H-1031

290

CD4 Lymphocyte and Leukocyte Response to Vicriviroc (VCV) in 282 HIV-Infected Treatment-Naive and Experienced Subjects: Pooled Data from 4 Randomized Clinical Trials

CCR5

G. FATKENHEUER ¹, C. HOFFMANN ², A. SANSONE-PARSONS ³, W. GREAVES ³, L. DUNKLE³;
¹Univ. Cologne, Cologne, Germany, ²Univ. Kiel, Kiel, Germany, ³Schering Plough, Kenilworth, NJ.
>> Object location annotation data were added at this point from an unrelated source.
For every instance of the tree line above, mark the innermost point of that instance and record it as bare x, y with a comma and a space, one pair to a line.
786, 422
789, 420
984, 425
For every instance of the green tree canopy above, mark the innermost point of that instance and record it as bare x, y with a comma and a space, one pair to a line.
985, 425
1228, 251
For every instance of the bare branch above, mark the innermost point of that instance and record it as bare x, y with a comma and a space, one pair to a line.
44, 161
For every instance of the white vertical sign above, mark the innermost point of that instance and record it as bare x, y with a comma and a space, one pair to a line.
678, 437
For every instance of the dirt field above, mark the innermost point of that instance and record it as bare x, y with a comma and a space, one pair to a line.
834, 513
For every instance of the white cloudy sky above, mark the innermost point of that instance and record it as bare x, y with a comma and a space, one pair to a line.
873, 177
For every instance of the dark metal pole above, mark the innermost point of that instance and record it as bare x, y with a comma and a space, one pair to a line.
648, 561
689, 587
Background: VCV is a CCR5 antagonist currently in development for treatment of HIV. While these agents are potent inhibitors of HIV, they also block chemokine binding and receptor signaling, which could have immunomodulatory effects. Here we evaluated the immunologic profiles of HIV-infected subjects following VCV treatment to assess its effect on peripheral lymphocyte populations. Methods: Complete differential blood counts, including absolute CD4 and %CD4 were measured in 282 HIV-infected subjects enrolled in 4 independent trials. Subjects received a range of VCV doses for 2-48 weeks, either as monotherapy or in combination with an optimized background or Combivir^®. Results for all subjects with values at baseline (BL) and the reported interval are presented. Results: BL differential blood counts and absolute and %CD4 were similar across studies. Change from BL in absolute CD4, %CD4, and WBC counts at 24 and 48 weeks are shown in the Table. There was no clinically significant impact on WBC, lymphocytes, or neutrophils during follow-up. As expected in ARV-treated patients, there was a substantial and sustained improvement in CD4 with VCV; this was greater than was seen with control. There was no apparent increase in infections with VCV relative to control.
Mean change from BL at 24 and 48 weeks

	VCV 5 mg*	VCV 10 mg*	VCV 15 mg*	Control
Week 24 Abs CD4	n=43 +98.4	n=47 +130.2	n=48 +143.9	n=46 +43.4
% CD4	+4.9	+5.8	+5.7	+3.8
WBC	+1.2	+0.25	+0.75	-0.1
Week 48 Abs CD4	n=25 +138.9	n=28 +191.5	n=32 +158.9	n=32 +36.6
% CD4	+3.2	+6.3	+5.2	+2.7
WBC	+1.8	+0.8	+1.2	+0.2

*or equivalent of 25, 50, 75 mg in a non-ritonavir-containing regimen
Conclusions: VCV was associated with a durable improvement in CD4. In this group of studies, VCV had no adverse effect on WBC counts in HIV-1 infected patients, and was not associated with an increased risk of infections.